POPE Francis said last Aug. 2 that the death penalty is wrong in all cases, as it is an attack on human dignity. He thus called for a change in the Catechism of the Roman Catholic Church which had accepted the death penalty if it is “the only practicable way to defend lives.”
The death penalty has had a colorful history in the Philippines. It was widely used during the Spanish colonial rule, with our national hero Jose Rizal and the priests Gomez, Burgoz, and Zamora (Gomburza) among the famous Filipinos executed by the government. Rizal was killed by firing squad, Gomburza by garrotte.
The electric chair was introduced by the American colonial Insular Government. After independence in 1946, the Philippines had its first execution in 1950 for one who had attempted to assassinate then President Manuel Roxas. Executions continued in succeeding administrations, until the 1987 Constitution banned the death penalty but said Congress may reinstate it for “heinous crimes.” It was reintroduced by law and executions resumed in 1999, then suspended again by another law in 2006 which replaced the death penalty with life imprisonment.
It was also in 2006 that the Philippines signed the Second Optional Protocol to the International Covenant on Civil and Political Rights, in which it committed to abolish the death penalty. President Gloria Macapagal pardoned many prisoners during her presidency, including those convicted of assassinating opposition leader Sen. Benigno Aquino Jr.
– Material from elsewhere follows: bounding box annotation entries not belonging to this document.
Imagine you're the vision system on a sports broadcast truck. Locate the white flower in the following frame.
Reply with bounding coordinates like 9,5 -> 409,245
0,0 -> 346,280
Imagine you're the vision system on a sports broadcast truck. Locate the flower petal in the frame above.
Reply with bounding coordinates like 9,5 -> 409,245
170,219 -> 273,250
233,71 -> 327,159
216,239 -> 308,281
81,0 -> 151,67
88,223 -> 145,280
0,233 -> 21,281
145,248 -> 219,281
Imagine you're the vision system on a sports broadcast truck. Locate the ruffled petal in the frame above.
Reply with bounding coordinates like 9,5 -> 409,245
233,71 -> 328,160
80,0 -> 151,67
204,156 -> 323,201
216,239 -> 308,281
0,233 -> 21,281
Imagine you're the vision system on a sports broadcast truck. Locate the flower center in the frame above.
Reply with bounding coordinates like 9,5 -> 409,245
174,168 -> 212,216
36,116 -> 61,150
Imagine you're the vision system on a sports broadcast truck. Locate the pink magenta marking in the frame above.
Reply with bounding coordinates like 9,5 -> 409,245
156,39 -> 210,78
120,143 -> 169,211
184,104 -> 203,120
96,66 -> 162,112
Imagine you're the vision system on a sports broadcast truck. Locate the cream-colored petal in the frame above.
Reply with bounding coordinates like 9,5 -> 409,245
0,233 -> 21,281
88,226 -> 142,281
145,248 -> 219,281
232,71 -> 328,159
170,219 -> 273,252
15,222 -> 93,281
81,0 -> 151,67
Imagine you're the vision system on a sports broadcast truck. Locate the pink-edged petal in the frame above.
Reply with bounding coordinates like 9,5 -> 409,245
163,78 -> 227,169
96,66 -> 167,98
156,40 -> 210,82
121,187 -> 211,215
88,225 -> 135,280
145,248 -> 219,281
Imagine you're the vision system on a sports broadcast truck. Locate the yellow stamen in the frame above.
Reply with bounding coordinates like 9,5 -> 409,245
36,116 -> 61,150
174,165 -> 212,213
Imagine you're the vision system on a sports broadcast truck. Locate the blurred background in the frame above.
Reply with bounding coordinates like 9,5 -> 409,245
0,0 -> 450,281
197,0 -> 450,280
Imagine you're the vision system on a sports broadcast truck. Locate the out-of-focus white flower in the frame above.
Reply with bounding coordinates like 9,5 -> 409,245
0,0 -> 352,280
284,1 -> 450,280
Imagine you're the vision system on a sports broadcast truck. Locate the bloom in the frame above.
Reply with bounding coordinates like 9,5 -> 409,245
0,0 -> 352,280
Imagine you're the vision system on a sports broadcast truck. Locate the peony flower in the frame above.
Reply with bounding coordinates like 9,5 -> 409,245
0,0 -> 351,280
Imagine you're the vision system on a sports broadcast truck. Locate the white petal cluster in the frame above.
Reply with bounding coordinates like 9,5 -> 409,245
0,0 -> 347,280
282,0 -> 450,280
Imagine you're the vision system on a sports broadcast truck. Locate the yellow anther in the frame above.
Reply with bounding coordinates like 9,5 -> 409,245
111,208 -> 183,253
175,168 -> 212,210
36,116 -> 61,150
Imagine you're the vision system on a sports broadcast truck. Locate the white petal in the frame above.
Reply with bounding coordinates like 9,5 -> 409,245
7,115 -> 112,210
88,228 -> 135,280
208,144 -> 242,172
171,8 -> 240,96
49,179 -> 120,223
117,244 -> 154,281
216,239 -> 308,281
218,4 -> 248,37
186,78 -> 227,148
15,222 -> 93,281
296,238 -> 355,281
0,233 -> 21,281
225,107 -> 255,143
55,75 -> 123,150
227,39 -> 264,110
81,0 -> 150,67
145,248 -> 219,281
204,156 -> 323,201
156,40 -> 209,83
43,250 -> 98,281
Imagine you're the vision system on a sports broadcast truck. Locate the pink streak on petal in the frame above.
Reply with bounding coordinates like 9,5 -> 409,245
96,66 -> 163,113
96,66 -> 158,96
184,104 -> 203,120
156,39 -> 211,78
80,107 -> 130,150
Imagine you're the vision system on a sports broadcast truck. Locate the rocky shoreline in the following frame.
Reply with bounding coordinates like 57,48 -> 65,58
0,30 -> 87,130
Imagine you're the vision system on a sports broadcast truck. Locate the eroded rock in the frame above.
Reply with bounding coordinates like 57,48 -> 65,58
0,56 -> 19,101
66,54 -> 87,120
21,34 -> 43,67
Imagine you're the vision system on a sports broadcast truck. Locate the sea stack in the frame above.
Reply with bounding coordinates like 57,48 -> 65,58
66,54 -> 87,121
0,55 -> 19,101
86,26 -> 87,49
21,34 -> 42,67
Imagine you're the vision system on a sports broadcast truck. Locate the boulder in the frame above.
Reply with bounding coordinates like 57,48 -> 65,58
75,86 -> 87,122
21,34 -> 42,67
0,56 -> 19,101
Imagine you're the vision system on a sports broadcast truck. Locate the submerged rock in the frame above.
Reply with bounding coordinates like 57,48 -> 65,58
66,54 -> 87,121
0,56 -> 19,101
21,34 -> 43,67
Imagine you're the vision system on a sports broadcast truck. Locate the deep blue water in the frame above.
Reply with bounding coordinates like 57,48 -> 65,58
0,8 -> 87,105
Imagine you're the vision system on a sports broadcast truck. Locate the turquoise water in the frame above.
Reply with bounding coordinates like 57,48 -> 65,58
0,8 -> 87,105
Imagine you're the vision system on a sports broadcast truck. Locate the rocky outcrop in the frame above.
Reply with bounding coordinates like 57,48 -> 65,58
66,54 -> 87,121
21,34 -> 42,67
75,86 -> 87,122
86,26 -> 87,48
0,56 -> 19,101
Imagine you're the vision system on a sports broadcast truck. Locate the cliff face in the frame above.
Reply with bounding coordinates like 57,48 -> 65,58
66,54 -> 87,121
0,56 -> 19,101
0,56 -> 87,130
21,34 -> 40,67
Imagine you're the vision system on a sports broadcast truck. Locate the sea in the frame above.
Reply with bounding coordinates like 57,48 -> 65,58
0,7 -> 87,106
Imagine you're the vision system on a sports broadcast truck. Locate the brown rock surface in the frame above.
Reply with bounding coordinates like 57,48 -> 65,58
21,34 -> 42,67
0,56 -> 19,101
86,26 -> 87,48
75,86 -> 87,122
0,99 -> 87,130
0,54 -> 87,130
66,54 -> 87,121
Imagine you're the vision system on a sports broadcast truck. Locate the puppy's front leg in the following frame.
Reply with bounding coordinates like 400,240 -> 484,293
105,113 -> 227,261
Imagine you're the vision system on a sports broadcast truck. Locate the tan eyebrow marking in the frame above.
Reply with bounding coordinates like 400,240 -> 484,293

There is today a move to restore the death penalty, led by President Duterte who wants it for those involved in illegal drugs, gun-fo-hire syndicates, and those who commit heinous crimes. When the House of Representatives voted to restore the death penalty in March 2017, then Speaker Pantaleon Alvarez removed from their House positions all those who voted against the bill. Among them was Pampanga Rep. Gloria Macapagal Arroyo who was removed as deputy speaker.
That was 17 months ago but the Senate to this day has not passed a counterpart death penalty bill. In the latest report from the Senate, Senate President Vicente Sotto III said he is suggesting an alternative bill to his fellow senators who remain firm against the death penalty. Sotto proposed a maximum-security island prison, like Alcatraz of the United States, for high-level drug offenders.
This is now the state of the effort to restore the death penalty in the Philippines, with the Senate as the last bastion of opposition. It will undoubtedly be encouraged by Pope Francis’ latest statement declaring the death penalty wrong in all cases, considering that 81 percent of Filipinos are Catholic. But President Duterte appears determined to further strengthen the drive on drugs with the death penalty.
These are truly crucial times which call for the wise decisions from all of us.